Puntuación
Reseña editorial
El sonido que emerge de Vile Luxury desde los primeros segundos te enfrenta a una contradicción deliberada: la densidad del death metal progresivo choca contra texturas de black metal que se retuercen sin dirección aparente. Las voces rasguñan el aire con una crudeza que rechaza la claridad, mientras el tempo oscila entre momentos de peso asfixiante y fracturas donde la estructura se desmorona. No es caos sin propósito, sino caos que respira y piensa. Aquí, la discordia compositiva deja de lado la elegancia: busca inquietar.

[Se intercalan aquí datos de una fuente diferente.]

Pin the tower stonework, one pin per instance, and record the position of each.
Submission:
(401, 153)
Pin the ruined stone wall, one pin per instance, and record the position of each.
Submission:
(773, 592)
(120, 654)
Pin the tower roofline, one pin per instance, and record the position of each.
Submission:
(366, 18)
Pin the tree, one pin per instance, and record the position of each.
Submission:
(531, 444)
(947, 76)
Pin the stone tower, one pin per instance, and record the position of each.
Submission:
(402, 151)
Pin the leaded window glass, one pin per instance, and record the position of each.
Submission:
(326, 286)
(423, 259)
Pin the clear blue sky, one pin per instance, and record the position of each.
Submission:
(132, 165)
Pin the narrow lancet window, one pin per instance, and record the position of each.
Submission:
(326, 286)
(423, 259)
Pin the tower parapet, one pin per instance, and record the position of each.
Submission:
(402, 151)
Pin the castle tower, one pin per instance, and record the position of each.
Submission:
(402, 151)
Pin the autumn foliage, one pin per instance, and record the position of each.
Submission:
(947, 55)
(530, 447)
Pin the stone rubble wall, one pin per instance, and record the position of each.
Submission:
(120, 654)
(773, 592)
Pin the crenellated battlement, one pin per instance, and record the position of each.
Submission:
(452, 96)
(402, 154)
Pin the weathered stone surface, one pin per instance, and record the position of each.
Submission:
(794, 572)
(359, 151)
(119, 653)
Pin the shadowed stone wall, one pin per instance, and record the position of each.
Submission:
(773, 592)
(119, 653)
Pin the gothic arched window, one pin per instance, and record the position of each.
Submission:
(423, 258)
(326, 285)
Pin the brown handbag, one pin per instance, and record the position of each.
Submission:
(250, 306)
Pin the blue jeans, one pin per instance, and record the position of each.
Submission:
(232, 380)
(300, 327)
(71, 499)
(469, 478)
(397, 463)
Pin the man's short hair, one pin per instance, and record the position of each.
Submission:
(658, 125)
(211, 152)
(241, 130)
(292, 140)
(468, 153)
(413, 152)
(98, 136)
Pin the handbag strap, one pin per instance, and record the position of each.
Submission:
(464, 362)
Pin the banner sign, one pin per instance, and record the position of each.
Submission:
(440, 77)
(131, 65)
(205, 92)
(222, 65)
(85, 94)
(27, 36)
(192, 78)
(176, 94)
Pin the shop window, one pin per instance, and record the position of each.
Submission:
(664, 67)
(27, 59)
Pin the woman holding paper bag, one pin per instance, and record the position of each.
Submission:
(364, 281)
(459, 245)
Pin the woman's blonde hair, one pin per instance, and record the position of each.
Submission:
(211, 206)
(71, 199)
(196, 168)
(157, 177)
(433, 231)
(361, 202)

Lo que define a Imperial Triumphant en este trabajo es su negativa a resolver las tensiones que genera. Donde otras bandas buscarían la catarsis, ellos ofrecen más complejidad, más pliegues. La experimentación no es adorno sino estructura: los timbres ásperos conviven con progresiones que recuerdan al metal extremo nórdico, pero sin su frialdad hipnótica. Cada sección parece diseñada para incomodar, para evitar que te acomodes en ningún patrón reconocible.
En 2024, cuando el metal extremo frecuentemente tira hacia la claridad productiva o la brutalidad sin matices, Vile Luxury persiste como prueba de que la verdadera aversión de género reside en rechazar sus propias reglas. Este disco permanece incómodo, inasimilable, exactamente como pretendía ser.